It helps if the users know something about the data.  This is not quite
the same as validation, but it is related.  Validation can tell you if
the code is properly formed via some process; familiarity can tell you
if it "feels right" because you know something about the context.
Thus, ICD codes for disease would confuse a patient, but not a medical
record clerk.

Validation:

Can you look at the data value and tell that it is wrong, without using
an external source?  For example, I know that '2004-02-30' is not a
valid date because no such day exists on the Common Era calendar.
Check digits and fixed format codes are one way of obtaining this.

Verifiability:

How do I verify a key?  This also comes in context and in levels of
trust.  When I cash a check at the supermarket, they are willing to
believe that the photo on the driver's license I present is really me,
no matter how ugly it is.  Or rather, they used to believe it was I;
Kroger's grocery store chain is putting an ink-less fingerprinting
system in place, just like many banks have done.
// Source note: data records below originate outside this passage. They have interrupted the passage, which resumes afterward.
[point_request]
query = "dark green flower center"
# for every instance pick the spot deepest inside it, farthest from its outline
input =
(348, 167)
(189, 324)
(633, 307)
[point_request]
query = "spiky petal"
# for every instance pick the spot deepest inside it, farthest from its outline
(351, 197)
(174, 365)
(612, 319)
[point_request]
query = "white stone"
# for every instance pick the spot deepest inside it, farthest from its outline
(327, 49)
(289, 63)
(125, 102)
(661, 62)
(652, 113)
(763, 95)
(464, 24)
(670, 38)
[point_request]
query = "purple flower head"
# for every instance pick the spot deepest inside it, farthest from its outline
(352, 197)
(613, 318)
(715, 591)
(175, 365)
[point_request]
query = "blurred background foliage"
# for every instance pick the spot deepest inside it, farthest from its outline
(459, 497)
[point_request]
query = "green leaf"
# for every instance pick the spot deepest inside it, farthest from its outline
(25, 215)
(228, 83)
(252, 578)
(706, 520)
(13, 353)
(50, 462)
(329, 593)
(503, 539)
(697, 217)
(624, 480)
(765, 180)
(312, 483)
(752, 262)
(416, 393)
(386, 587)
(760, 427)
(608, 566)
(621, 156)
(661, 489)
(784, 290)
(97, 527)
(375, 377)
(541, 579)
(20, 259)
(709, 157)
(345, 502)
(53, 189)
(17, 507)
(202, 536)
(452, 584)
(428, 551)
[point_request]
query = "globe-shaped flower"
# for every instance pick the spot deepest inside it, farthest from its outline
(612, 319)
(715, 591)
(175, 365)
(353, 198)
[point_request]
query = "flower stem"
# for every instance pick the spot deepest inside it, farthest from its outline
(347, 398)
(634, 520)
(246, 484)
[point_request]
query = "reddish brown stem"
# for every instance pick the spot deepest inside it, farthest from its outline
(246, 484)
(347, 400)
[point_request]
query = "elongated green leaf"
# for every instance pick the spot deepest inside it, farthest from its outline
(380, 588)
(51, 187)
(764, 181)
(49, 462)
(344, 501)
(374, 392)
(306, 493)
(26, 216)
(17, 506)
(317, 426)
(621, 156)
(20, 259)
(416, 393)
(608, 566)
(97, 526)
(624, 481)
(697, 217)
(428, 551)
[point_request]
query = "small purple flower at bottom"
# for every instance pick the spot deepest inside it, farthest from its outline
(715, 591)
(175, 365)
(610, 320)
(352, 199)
When I get a passport, I need a birth certificate and fingerprinting.
There is a little less trust here.  When I get a security clearance, I
also need to be investigated.  There is a lot less trust.

A key without a verification method has no data integrity and will lead
the accumulation of bad data.

Simplicity:

A key should be as simple as possible, but no simpler.  People, reports
and other systems will use the keys.  Long, complex keys are more
subject to error.  One man's simple is another man's complex.  For an
example of a horribly complex code that is in common international
usage, look up the IBAN (International Standard Bank Number).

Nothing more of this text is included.